The voice from the throne confirms what has already been said: I am making all things new.  These words, which echo Isaiah 43, 19, and which are trustworthy and true, speak of the renewal of all things rather than their replacement. 

God reveals himself as the Alpha and the O, the beginning and the end; the God through whom order was brought out of chaos in the first creation is also the one who see his plan to its completion.

In this new creation, the thirsty are given permission to drink without charge from the spring of the water of life. This is the promise first made in Isaiah (55.1-5) which draws upon the imagery of water as both literally and symbolically life-giving. It contrasts with the earth dominated by the beast, where people are forced to buy and sell in an idolatrous economic system, the new creation offers the fullness of life without charge.

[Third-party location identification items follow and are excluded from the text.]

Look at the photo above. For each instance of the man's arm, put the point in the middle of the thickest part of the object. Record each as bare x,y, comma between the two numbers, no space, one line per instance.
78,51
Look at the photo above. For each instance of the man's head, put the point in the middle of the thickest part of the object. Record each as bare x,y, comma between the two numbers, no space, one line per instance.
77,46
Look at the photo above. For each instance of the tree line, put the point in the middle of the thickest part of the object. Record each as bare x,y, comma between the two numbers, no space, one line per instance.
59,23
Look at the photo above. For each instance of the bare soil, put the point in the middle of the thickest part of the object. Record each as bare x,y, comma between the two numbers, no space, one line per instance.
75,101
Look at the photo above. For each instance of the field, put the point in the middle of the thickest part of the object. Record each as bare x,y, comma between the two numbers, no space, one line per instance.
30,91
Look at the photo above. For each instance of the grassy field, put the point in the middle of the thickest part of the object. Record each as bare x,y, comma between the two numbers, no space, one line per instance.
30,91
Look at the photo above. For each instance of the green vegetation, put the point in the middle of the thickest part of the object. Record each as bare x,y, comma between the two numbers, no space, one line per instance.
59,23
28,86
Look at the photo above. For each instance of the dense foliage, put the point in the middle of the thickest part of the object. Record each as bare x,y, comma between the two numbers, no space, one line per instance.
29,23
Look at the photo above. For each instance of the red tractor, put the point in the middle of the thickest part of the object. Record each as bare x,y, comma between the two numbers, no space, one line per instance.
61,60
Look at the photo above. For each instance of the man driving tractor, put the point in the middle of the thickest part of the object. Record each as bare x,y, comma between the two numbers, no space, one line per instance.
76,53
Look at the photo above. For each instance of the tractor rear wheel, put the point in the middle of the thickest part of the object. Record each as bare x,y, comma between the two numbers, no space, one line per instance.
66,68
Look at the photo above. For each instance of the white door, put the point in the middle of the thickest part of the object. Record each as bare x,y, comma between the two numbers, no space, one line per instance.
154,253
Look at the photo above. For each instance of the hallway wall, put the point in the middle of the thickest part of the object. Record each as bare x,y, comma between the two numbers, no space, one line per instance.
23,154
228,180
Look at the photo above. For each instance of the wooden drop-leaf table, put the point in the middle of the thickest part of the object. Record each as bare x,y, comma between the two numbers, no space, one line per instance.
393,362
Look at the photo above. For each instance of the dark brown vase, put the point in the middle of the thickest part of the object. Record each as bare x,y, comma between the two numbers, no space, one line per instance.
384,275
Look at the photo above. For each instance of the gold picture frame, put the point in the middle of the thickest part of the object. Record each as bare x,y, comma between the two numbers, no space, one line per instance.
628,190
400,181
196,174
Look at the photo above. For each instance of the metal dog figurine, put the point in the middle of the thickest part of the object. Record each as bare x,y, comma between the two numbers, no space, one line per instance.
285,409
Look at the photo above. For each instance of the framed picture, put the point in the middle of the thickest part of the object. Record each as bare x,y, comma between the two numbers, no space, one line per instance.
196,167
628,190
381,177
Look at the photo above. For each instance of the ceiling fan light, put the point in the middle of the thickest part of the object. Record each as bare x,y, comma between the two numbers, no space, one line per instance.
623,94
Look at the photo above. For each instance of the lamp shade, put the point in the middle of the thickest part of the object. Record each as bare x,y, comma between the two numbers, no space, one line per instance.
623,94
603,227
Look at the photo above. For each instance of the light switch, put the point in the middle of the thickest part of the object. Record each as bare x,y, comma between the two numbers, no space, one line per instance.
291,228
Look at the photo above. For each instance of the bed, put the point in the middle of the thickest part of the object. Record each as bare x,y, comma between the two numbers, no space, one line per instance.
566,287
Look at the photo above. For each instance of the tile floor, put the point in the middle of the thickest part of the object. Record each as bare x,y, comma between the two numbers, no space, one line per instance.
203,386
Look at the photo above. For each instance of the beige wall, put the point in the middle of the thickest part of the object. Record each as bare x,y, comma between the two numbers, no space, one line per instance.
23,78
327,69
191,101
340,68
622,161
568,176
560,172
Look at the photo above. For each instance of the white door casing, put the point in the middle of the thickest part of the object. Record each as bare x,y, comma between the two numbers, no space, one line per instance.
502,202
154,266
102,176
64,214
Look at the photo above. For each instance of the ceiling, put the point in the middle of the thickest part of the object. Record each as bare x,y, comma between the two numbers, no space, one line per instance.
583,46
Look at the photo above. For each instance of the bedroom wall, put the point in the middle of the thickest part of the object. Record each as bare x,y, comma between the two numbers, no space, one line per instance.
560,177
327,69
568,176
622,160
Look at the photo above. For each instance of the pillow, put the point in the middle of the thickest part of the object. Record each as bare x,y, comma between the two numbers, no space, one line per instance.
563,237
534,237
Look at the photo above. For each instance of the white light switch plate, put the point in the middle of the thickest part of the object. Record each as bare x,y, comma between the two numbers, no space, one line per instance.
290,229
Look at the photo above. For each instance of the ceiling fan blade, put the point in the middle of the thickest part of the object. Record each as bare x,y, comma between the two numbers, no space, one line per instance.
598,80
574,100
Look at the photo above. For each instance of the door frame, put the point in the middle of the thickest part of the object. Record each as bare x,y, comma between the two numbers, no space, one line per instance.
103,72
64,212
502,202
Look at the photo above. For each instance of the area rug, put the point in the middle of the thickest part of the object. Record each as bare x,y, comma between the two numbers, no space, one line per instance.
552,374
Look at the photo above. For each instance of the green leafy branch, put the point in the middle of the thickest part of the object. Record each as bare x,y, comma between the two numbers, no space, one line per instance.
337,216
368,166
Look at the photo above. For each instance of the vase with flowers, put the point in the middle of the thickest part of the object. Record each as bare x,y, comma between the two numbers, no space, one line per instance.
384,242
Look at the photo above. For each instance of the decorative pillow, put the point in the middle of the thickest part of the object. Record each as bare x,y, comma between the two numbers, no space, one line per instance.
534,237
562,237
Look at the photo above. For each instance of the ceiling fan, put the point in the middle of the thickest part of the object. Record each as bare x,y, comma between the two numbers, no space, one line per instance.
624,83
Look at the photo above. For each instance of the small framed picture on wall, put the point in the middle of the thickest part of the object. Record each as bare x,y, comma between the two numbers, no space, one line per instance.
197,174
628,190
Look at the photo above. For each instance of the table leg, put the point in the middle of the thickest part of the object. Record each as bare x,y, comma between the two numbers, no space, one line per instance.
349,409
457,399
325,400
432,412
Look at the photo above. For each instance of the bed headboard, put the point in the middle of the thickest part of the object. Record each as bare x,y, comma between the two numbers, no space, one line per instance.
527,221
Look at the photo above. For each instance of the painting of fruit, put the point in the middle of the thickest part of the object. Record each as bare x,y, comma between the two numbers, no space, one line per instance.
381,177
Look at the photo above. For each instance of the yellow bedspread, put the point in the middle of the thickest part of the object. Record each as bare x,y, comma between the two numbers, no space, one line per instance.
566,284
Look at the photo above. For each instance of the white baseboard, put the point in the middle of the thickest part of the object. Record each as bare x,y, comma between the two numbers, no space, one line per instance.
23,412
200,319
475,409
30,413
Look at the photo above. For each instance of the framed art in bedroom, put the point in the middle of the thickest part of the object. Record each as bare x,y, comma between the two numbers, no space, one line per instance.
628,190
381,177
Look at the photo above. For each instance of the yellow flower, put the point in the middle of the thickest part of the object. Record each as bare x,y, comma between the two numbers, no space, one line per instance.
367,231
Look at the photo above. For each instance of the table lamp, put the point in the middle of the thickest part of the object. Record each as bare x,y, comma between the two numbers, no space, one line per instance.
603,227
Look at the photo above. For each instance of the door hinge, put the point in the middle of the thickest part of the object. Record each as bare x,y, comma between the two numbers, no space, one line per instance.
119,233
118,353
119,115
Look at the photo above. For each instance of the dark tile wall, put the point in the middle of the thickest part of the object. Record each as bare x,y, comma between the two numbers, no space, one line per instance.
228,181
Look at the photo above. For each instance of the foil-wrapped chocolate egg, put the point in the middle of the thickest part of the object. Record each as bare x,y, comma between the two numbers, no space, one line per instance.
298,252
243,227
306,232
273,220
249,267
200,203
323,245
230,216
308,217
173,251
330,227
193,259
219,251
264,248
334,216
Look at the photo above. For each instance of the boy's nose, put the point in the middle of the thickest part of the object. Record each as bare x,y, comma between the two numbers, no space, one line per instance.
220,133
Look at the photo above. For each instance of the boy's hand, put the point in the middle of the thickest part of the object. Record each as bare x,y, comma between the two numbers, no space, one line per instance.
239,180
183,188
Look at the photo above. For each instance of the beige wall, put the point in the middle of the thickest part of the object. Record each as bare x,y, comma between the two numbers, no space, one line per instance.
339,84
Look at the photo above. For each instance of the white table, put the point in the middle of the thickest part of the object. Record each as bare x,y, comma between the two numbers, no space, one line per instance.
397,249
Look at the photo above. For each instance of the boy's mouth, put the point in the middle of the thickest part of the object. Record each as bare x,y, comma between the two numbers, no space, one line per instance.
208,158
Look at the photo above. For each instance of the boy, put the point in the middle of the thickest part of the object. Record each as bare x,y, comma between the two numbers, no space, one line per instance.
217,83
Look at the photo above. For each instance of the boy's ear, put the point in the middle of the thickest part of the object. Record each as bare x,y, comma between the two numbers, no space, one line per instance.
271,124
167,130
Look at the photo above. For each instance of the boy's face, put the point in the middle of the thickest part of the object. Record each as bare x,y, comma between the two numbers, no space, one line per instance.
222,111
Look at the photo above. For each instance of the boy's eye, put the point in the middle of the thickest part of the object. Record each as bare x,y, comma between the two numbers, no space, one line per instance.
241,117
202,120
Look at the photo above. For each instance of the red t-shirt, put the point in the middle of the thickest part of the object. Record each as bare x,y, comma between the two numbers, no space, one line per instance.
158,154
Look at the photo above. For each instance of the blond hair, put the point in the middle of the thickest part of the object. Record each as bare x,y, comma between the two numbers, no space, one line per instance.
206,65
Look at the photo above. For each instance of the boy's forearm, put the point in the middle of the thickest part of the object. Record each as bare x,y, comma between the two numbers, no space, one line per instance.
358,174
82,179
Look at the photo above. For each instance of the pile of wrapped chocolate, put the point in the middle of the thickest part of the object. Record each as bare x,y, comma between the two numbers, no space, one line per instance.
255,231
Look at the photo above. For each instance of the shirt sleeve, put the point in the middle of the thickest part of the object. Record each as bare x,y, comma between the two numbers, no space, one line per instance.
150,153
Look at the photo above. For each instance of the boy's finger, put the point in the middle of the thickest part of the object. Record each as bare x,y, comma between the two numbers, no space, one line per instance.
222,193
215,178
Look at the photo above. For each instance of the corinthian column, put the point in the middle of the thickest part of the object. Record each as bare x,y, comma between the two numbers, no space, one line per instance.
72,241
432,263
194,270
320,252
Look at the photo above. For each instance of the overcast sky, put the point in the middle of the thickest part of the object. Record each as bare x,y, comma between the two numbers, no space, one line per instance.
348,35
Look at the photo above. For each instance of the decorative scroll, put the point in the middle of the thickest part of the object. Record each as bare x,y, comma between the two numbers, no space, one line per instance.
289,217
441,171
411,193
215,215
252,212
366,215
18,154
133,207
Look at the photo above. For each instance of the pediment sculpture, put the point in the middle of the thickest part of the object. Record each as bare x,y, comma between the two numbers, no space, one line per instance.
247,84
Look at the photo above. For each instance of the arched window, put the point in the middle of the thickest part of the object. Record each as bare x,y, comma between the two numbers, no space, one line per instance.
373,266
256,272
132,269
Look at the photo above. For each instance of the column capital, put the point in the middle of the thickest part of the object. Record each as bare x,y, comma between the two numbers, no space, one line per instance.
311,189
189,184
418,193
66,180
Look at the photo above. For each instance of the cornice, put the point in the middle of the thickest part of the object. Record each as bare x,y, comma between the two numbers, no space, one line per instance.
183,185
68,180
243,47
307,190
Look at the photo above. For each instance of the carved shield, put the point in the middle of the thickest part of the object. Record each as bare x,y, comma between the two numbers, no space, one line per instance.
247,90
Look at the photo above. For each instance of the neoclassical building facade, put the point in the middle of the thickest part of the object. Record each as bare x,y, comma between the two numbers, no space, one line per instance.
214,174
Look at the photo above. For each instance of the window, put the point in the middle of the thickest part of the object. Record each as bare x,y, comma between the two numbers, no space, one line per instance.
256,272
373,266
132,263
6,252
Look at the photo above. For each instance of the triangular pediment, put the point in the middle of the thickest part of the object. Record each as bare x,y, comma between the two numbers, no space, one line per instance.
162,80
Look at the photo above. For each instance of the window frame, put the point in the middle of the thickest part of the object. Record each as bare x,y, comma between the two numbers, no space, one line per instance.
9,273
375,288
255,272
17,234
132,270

The other evening, a group of American visitors came to mass. After the service, I gave them a talk about the church. One of the things, I like to point out when I am in tour guide mode, is the fossils to be found in the marble steps of the font, the chancel and the altar. And here in the pulpit too. At the time when this church was built was one of intense controversy generated by scientific discoveries about the age of the universe and the way creatures had evolved, which called into question accepted understandings. I like to think that in including these fossils in God’s house, Butterfield was making a quiet statement that, however old they were, God had made them, so they had a place in his house as a symbol of a creation renewed.

The Alpha and Omega of the One who is the beginning and the end are on the chancel arch of this church above us.  Beyond them, Christ sits enthroned in majesty above the altar and the tabernacle of his sacramental presence with his people hangs above it.  In the Eucharist a door is opened in heaven and we are drawn into its worship.  In worship and work, we are called by the One whose words and trustworthy and true to share in heaven and earth being made new; transformed and transfigured by love.